I G Patel called the idea that economists were influenced by export pessimism too charitable; it was more export amnesia. About import restrictions, he said they became unavoidable with the payments crisis of 1956: “It was not theory or philosophy but necessity that was the mother of the invention of extensive import restrictions. Theoretical justifications came later, almost as an afterthought. Once the bureaucrats got their hands on it, they developed import control into a fine art which became more bizarre by the day, and soon, import controls developed their own vested interests and momentum for continuance in an arbitrary fashion.
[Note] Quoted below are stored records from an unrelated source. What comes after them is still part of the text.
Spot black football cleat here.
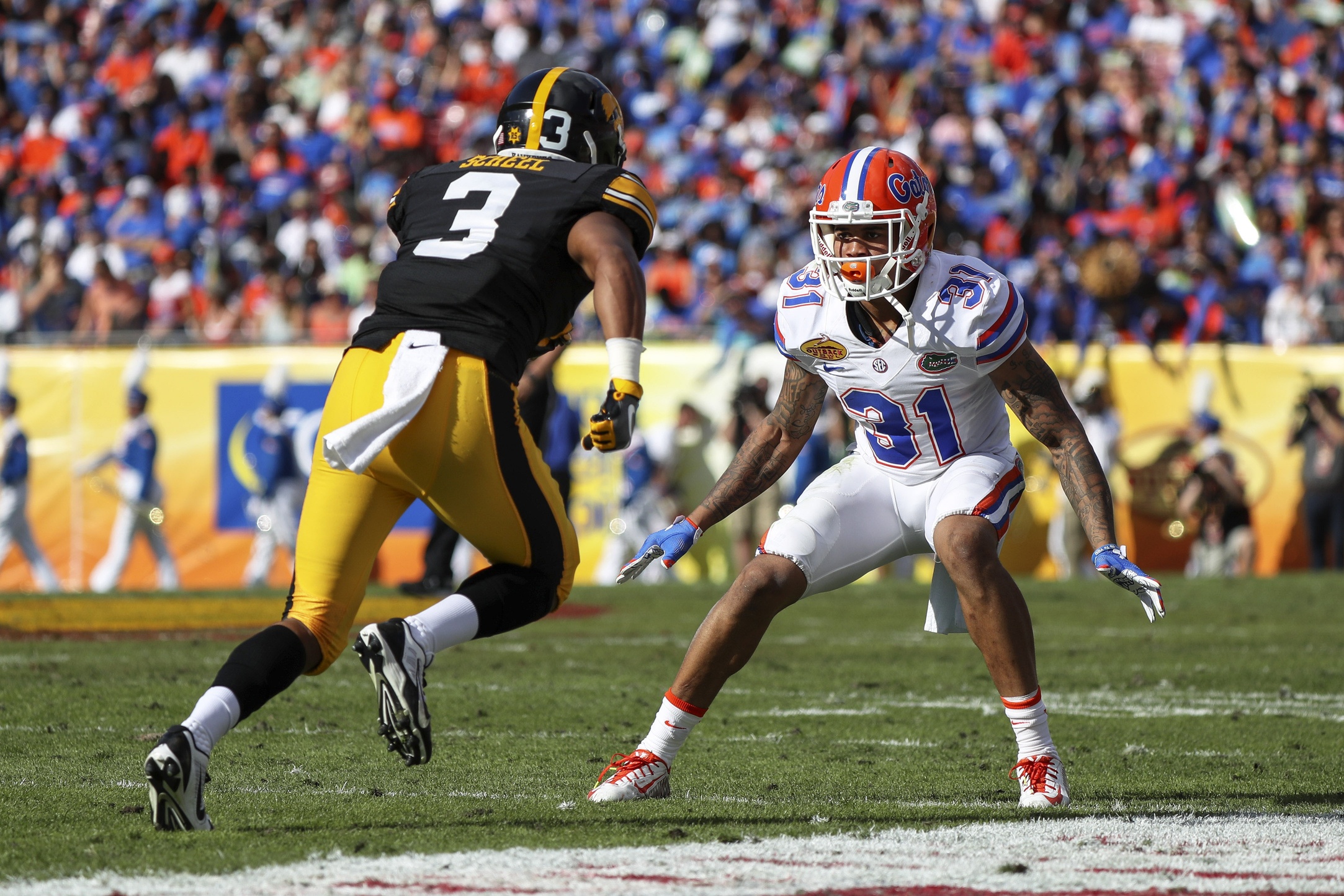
[145,725,215,830]
[355,619,434,766]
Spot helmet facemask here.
[809,197,929,302]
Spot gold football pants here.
[286,334,580,674]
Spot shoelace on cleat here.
[597,750,663,784]
[1012,756,1051,794]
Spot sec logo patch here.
[918,352,957,374]
[799,336,849,361]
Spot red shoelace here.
[1012,756,1051,794]
[597,750,663,784]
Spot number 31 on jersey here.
[840,385,965,470]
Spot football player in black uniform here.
[145,68,656,830]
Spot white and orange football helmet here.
[809,146,938,302]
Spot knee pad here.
[758,509,831,581]
[212,625,305,722]
[457,563,559,638]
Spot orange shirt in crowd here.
[368,105,424,149]
[153,125,210,182]
[647,253,695,308]
[19,134,66,174]
[97,50,155,99]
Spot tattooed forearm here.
[990,343,1116,547]
[691,361,827,528]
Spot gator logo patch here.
[799,336,849,361]
[918,352,957,374]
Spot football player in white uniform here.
[589,146,1164,807]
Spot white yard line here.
[10,814,1344,896]
[735,686,1344,722]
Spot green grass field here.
[0,576,1344,879]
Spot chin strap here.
[882,295,915,352]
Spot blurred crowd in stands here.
[0,0,1344,347]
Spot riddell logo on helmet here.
[800,336,849,361]
[887,172,933,203]
[918,352,957,374]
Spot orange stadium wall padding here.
[0,343,1328,591]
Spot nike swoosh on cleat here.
[634,777,658,794]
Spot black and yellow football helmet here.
[495,68,625,165]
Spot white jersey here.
[774,251,1027,485]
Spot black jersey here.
[354,156,657,380]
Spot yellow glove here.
[583,380,644,453]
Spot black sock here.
[457,563,559,638]
[212,625,308,722]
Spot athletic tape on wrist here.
[606,336,644,383]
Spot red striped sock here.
[1000,688,1056,759]
[638,691,704,766]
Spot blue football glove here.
[1093,544,1167,622]
[616,516,703,585]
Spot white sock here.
[406,594,480,660]
[1000,688,1059,759]
[181,688,243,756]
[638,691,704,766]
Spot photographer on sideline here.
[1288,385,1344,570]
[1176,413,1255,578]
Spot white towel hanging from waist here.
[323,329,447,473]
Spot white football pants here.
[243,480,307,588]
[761,447,1026,596]
[0,482,60,594]
[89,498,179,594]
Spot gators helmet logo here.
[916,352,957,374]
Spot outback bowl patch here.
[799,336,844,361]
[919,345,957,374]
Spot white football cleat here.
[145,725,215,830]
[589,750,672,804]
[355,619,434,766]
[1012,754,1068,809]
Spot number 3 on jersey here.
[414,171,519,261]
[840,385,965,469]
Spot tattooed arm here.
[688,361,827,529]
[989,343,1116,548]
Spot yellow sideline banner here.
[0,343,1328,591]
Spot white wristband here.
[606,336,644,383]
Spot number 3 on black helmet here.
[495,68,625,166]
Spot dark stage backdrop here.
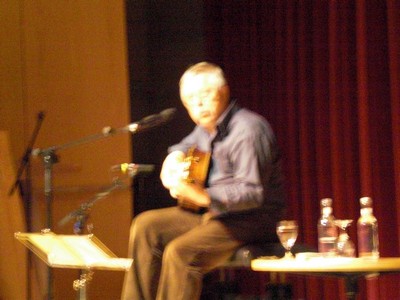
[204,0,400,300]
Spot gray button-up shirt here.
[169,101,285,214]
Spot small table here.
[251,257,400,299]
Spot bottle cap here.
[321,198,332,208]
[360,197,372,208]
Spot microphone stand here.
[32,108,175,300]
[58,177,126,300]
[8,111,45,299]
[32,127,129,300]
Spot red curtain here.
[204,0,400,299]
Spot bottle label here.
[358,224,379,257]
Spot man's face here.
[180,74,229,132]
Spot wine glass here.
[335,220,356,257]
[276,220,298,259]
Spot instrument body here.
[178,146,211,212]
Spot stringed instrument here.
[178,146,211,212]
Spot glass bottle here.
[357,197,379,258]
[318,198,338,256]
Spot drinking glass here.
[276,220,298,259]
[335,220,356,257]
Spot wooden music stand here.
[15,229,133,300]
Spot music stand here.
[15,229,133,300]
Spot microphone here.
[110,163,154,177]
[125,108,176,133]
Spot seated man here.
[122,62,284,300]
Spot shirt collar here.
[217,100,240,137]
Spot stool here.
[201,243,316,300]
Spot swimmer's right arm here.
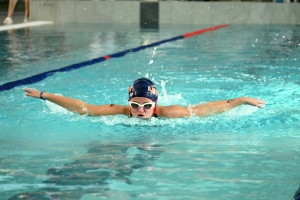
[23,88,129,116]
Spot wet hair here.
[128,78,158,102]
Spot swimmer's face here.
[129,97,155,119]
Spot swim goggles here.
[128,101,155,110]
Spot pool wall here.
[31,0,300,25]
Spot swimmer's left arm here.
[190,97,266,117]
[157,97,265,118]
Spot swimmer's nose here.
[138,106,144,112]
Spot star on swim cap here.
[128,78,158,102]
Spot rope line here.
[0,24,229,92]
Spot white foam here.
[0,21,53,31]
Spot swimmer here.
[23,78,265,119]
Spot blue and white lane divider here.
[0,24,229,92]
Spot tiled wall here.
[31,0,300,25]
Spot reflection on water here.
[9,143,161,200]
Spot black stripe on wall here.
[140,2,159,28]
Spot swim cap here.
[128,78,158,102]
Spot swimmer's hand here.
[23,88,41,99]
[241,97,266,108]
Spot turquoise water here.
[0,24,300,200]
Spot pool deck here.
[0,12,53,32]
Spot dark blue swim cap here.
[128,78,158,102]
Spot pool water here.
[0,24,300,200]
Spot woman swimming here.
[23,78,265,119]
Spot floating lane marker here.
[0,23,229,92]
[0,21,53,31]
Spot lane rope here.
[0,24,229,92]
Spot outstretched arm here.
[157,97,265,118]
[23,88,129,116]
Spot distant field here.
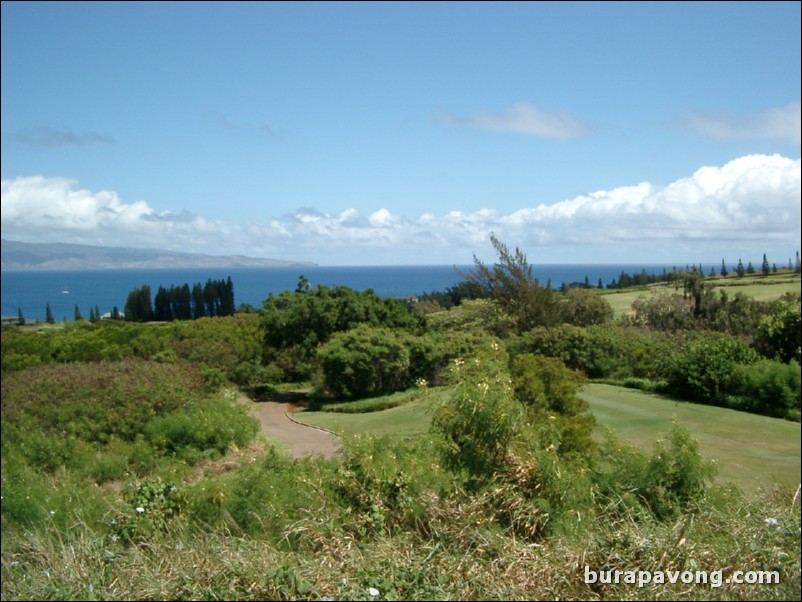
[295,384,802,492]
[581,384,802,491]
[604,274,800,318]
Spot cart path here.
[243,396,342,458]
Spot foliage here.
[511,354,596,457]
[665,334,758,406]
[426,299,515,337]
[559,288,614,326]
[314,324,412,398]
[259,277,424,380]
[145,394,259,462]
[510,324,673,380]
[2,359,203,442]
[755,295,802,364]
[432,344,524,480]
[464,235,559,331]
[727,359,802,422]
[593,423,716,519]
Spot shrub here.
[2,359,203,442]
[728,360,802,421]
[666,335,758,406]
[314,324,412,398]
[432,344,524,481]
[145,394,259,460]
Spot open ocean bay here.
[0,265,688,321]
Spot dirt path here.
[246,398,342,458]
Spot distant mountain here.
[0,239,317,270]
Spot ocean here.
[0,264,688,321]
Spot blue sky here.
[0,2,802,265]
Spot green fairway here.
[603,273,800,318]
[580,384,800,491]
[295,384,802,491]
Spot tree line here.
[125,276,236,322]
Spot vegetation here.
[0,237,800,599]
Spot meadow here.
[0,264,800,600]
[294,383,802,494]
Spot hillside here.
[0,239,315,270]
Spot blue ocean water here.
[0,265,688,321]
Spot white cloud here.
[683,101,802,145]
[436,102,591,140]
[12,126,114,147]
[2,155,802,265]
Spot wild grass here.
[0,356,800,600]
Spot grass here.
[295,384,802,493]
[604,272,800,318]
[581,384,800,492]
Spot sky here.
[0,2,802,266]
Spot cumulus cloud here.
[436,102,591,140]
[2,155,802,265]
[683,102,802,145]
[12,126,114,147]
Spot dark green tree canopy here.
[464,235,560,331]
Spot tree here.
[511,353,596,454]
[259,277,425,379]
[464,235,560,331]
[315,324,412,398]
[755,295,802,364]
[125,284,153,322]
[559,288,615,326]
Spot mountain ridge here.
[0,238,317,270]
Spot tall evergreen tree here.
[192,282,206,320]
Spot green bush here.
[593,423,716,520]
[2,359,204,443]
[145,393,259,460]
[313,324,412,398]
[727,360,802,422]
[666,334,758,406]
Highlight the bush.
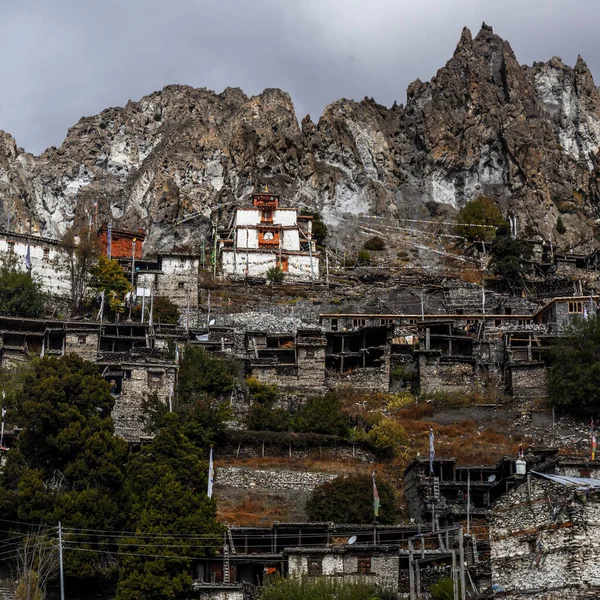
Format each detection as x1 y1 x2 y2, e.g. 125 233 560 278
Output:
292 392 349 437
300 208 327 246
246 377 290 431
358 250 371 263
177 345 240 403
548 315 600 415
0 263 45 318
392 365 415 383
246 403 290 431
365 419 408 458
306 475 398 524
152 296 181 325
429 577 454 600
363 236 385 252
454 196 506 242
267 266 284 283
260 577 396 600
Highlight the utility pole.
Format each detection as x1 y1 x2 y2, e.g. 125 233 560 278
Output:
467 469 471 535
0 390 6 447
58 521 65 600
458 525 467 600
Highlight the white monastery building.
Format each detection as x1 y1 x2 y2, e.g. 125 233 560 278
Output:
219 192 319 281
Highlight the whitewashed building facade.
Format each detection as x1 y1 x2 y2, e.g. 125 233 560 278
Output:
219 193 319 281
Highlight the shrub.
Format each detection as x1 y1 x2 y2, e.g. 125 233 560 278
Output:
365 419 408 458
548 315 600 415
363 236 385 252
260 577 396 600
0 263 45 318
152 296 181 325
246 403 290 431
177 346 240 403
246 377 290 431
267 266 284 283
306 475 398 524
392 365 415 382
358 250 371 263
429 577 454 600
454 196 506 242
292 392 349 437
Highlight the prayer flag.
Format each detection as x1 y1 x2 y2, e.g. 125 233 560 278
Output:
207 448 215 498
429 427 435 475
373 471 380 518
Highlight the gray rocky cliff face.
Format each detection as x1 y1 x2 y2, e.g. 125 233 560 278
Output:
0 24 600 251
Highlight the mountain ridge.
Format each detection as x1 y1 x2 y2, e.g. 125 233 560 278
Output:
0 23 600 251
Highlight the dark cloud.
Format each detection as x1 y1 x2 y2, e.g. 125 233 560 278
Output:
0 0 600 152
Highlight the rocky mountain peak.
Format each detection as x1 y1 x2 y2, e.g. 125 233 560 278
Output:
0 23 600 258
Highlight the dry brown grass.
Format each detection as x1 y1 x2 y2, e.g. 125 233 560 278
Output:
217 499 287 527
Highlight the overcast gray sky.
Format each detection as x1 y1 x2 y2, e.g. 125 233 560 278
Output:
0 0 600 153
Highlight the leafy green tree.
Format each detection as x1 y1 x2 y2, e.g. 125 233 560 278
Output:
548 316 600 415
153 296 181 325
292 392 349 437
116 424 223 600
365 419 408 458
246 377 290 431
306 475 398 524
90 256 131 313
454 196 506 242
60 227 100 312
488 225 531 292
300 208 327 246
177 345 240 403
0 260 45 318
267 266 285 283
0 354 128 585
260 577 397 600
429 577 454 600
363 235 385 252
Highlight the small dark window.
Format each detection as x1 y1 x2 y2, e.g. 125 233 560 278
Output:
148 371 163 390
308 558 323 577
357 556 371 575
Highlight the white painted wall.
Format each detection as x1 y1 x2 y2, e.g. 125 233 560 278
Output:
281 229 300 252
237 228 258 250
288 254 319 279
0 235 71 298
273 208 298 226
235 208 260 225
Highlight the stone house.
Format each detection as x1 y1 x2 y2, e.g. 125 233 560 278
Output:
218 192 319 281
490 468 600 600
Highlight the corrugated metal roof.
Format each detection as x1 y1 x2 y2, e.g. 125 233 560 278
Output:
531 471 600 489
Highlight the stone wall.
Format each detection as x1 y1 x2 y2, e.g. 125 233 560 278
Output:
215 467 337 491
288 548 400 590
419 353 481 394
490 477 600 600
112 362 177 441
509 364 548 399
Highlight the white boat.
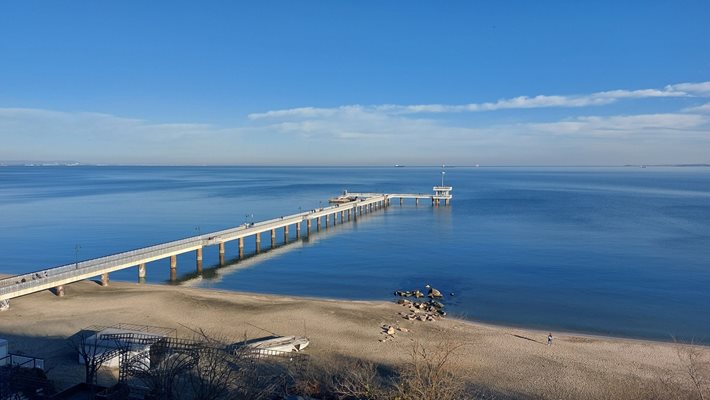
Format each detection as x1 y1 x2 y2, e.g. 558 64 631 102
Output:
232 336 310 355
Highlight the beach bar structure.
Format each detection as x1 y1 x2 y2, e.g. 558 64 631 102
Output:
0 185 453 310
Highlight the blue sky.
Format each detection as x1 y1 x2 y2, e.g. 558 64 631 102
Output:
0 0 710 165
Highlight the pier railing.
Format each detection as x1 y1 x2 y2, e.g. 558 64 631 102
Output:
0 187 451 307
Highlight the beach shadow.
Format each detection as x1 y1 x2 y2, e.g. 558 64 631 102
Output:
508 333 545 345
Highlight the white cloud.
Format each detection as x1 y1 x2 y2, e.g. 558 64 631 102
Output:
248 82 710 120
683 103 710 114
524 113 709 136
666 82 710 97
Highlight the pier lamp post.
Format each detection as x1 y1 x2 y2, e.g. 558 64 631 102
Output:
74 243 81 268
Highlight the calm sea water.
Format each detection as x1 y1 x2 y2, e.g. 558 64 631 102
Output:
0 167 710 342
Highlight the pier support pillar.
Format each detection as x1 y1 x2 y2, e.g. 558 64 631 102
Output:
138 264 145 280
195 247 202 274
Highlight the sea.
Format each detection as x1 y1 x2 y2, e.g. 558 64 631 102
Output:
0 166 710 343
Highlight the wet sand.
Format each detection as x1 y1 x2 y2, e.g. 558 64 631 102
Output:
0 281 710 398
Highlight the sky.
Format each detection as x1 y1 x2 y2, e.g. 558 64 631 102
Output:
0 0 710 165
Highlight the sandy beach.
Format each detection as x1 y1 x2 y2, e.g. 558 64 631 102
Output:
0 281 710 398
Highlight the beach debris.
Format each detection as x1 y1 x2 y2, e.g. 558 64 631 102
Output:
380 324 408 342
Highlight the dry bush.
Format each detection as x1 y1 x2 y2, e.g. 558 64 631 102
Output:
333 360 391 400
396 340 471 400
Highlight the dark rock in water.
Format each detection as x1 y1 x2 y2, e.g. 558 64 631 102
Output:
429 300 444 308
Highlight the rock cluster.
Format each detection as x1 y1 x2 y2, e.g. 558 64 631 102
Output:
380 325 409 342
394 285 446 321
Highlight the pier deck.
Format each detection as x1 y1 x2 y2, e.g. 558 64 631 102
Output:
0 193 450 308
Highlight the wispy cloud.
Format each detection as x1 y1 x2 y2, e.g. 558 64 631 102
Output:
683 103 710 114
524 113 709 136
248 82 710 120
0 82 710 165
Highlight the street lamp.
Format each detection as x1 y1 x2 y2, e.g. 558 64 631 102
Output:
74 243 81 269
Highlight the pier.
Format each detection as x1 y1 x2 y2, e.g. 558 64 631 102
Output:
0 185 453 309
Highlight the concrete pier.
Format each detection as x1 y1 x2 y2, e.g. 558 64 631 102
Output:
0 189 452 302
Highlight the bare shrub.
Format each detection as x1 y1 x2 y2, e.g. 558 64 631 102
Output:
332 360 391 400
676 342 710 400
396 341 466 400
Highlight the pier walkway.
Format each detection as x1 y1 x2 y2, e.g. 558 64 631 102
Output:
0 187 452 309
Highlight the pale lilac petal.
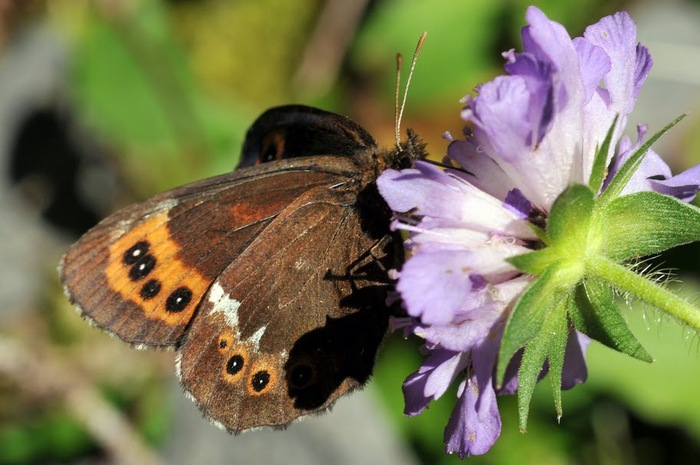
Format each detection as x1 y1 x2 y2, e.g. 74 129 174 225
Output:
583 12 652 111
403 350 464 417
574 37 612 102
447 139 515 199
649 165 700 202
445 338 501 458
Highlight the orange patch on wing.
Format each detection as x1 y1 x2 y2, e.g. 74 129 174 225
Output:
105 213 211 326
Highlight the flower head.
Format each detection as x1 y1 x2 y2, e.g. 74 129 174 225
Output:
378 7 700 456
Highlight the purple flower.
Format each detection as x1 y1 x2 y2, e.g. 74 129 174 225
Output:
378 7 700 457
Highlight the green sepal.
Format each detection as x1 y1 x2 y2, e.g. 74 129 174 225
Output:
569 279 654 362
547 184 594 249
588 115 619 194
600 115 686 202
496 266 565 386
596 192 700 262
518 292 569 431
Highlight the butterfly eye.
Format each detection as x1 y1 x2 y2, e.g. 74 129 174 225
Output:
396 150 415 170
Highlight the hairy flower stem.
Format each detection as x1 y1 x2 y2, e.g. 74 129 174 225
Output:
586 256 700 331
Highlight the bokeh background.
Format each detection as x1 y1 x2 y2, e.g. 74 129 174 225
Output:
0 0 700 465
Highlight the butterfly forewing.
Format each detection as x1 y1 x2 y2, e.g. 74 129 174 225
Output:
61 105 423 432
62 157 366 346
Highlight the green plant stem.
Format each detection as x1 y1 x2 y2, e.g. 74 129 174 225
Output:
586 256 700 331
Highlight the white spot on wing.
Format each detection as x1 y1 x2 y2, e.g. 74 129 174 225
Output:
209 283 241 328
248 326 267 351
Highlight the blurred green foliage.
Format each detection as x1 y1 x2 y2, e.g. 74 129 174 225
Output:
0 0 700 465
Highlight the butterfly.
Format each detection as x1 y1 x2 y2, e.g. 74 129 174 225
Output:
60 105 425 433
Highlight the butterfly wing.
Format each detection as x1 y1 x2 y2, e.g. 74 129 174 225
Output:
178 180 391 432
61 157 366 346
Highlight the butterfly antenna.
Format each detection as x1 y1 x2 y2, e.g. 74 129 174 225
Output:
395 32 428 150
394 53 403 150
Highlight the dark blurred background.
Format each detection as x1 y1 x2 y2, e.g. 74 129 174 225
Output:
0 0 700 465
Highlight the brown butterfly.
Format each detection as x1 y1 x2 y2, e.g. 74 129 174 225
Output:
60 105 424 433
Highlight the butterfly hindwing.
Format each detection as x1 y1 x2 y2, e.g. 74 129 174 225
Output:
62 157 366 346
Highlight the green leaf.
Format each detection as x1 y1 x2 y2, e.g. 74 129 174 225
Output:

The blame for this rather disastrous aberration in economic policy cannot be entirely or even largely be laid at the door of economists – although it is fair to say that, once introduced, many economists were slow to realise the full long-term ramifications of rampant protection.”
Actually, by the late 1960s a number of us were bringing out the terrible effects of controlled industrialization. The most comprehensive study was that of Jagdish Bhagwati and Padma Desai, India: Planning for Industrialization (1970), followed by Bhagwati and Srinivasan’s Foreign Trade Regimes: India (1975). I published a series of studies on the effects of controls on steel, imports and technology imports.
But then, as I G Patel put it, “The committed controllers and socialists came into prominence after 1969 when the split within the Congress party changed the entire rules of the game in Indian polity as in Indian economic policy – and indeed in the conduct of all national debate.” New economists took the helm in the government – Manmohan Singh, Sukhamoy Chakravarty, Bimal Jalan, Montek Singh Ahluwalia, Deepak Nayyar. What would they say? Balasubrahmanyams did not ask them.